Un día, una trampa de osos atrapo una de las patas de aquella loba del que el pequeño lobezno no se quería separar, fijándose en la manada, como se marchaban sin mirar atrás, la hembra esperaba que el pequeño se marchase igual, pero.., se puso a morder con cuidado el hierro del cepo deseando lograr abrirlo, sin detenerse, hasta que la loba se sumergió en un profundo sueño. Al despertar, asustada la loba busco a sus alrededores porque se encontraba sola, aunque su preocupación se esfumó al percatarse que volvía con una liebre entre sus fauces para compartirla con ella, la loba se extrañaba, toda la manada se marchó y el se quedo a su lado, en noches frías se echaba encima para darle calor y le llevaba presas para alimentarla.

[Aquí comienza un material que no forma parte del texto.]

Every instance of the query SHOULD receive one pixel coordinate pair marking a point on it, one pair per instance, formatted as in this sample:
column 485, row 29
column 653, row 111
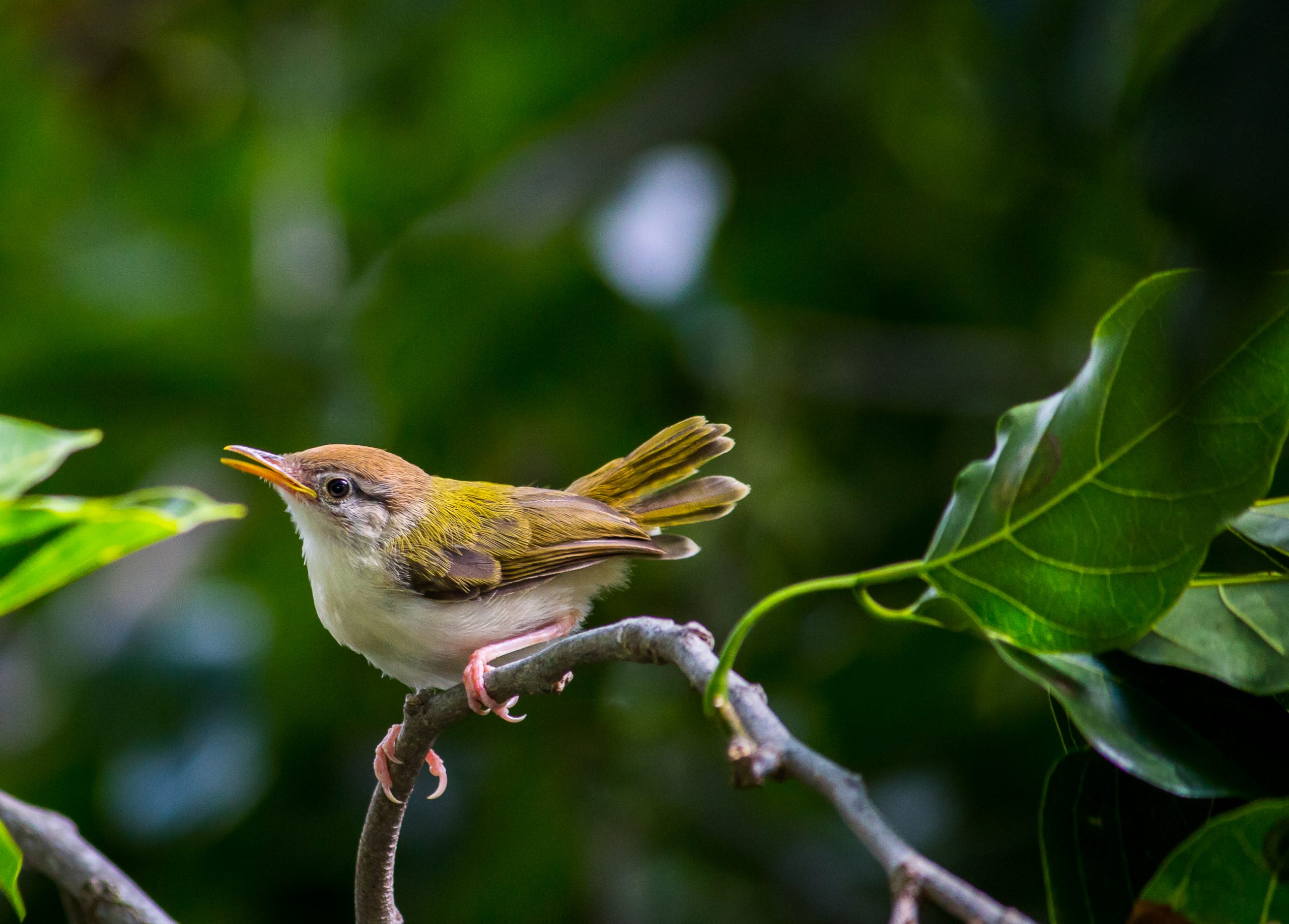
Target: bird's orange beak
column 268, row 467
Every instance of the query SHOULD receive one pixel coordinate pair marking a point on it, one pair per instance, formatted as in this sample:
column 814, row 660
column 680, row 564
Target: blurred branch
column 761, row 749
column 93, row 888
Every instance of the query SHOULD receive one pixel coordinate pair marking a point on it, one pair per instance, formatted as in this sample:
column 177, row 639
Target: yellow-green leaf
column 11, row 864
column 87, row 534
column 30, row 453
column 1235, row 629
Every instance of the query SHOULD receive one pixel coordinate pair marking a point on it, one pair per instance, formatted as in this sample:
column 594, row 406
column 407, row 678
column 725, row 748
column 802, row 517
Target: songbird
column 434, row 579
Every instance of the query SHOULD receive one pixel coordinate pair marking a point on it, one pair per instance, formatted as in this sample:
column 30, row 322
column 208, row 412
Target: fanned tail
column 646, row 485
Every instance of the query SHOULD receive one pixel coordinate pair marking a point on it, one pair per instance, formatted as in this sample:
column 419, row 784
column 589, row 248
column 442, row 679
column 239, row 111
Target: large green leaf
column 1099, row 504
column 1184, row 732
column 1237, row 632
column 86, row 534
column 1104, row 834
column 30, row 453
column 1234, row 870
column 11, row 864
column 1266, row 523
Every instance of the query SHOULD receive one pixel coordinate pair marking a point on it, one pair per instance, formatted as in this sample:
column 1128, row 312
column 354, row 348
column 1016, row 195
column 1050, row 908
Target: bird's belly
column 427, row 644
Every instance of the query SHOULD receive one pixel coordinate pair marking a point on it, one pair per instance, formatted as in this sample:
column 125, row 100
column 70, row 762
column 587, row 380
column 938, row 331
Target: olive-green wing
column 490, row 539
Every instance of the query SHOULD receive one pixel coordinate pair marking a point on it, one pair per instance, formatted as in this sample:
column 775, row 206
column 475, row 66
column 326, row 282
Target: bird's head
column 348, row 494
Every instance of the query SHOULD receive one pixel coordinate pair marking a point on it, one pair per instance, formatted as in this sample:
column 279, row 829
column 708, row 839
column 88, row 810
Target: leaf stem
column 1226, row 580
column 719, row 684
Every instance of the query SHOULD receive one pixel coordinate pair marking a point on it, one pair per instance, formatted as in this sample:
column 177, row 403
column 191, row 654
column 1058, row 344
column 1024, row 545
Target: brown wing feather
column 480, row 539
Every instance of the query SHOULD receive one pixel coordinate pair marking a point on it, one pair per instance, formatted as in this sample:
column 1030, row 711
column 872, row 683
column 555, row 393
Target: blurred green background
column 510, row 242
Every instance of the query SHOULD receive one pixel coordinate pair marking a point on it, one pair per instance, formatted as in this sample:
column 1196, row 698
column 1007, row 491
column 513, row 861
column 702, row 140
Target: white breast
column 427, row 644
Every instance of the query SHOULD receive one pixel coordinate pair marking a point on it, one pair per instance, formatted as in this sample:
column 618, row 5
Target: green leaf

Pasaron unos seis días así en los que la herida de la loba había empeorado, entonces, entre los arbustos, dos humanos aparecieron, con ropas sencillas, no parecían cazadores, el pequeño lobo empezaba a gruñir con fuerza, mostrando sus colmillos, pero uno de los dos hombres, se acercaba con cuidado a la loba abriendo el cepo y poniendo vendas en su patita, en mientras el lobezno se sentó junto al humano, meneando sin cesar su cola mostrando alegría.
Tras unas horas la loba que podía ponerse sobre sus cuatro patas, caminó acercándose al pequeño lobo y entre suaves golpes entre sus hocicos se miraron de una forma diferente y tras eso, se marcharon juntos, sin seguir a ninguna manada, teniéndose el uno al otro y rompiendo las leyes de lo que los humanos llaman ´´lo animal.´´.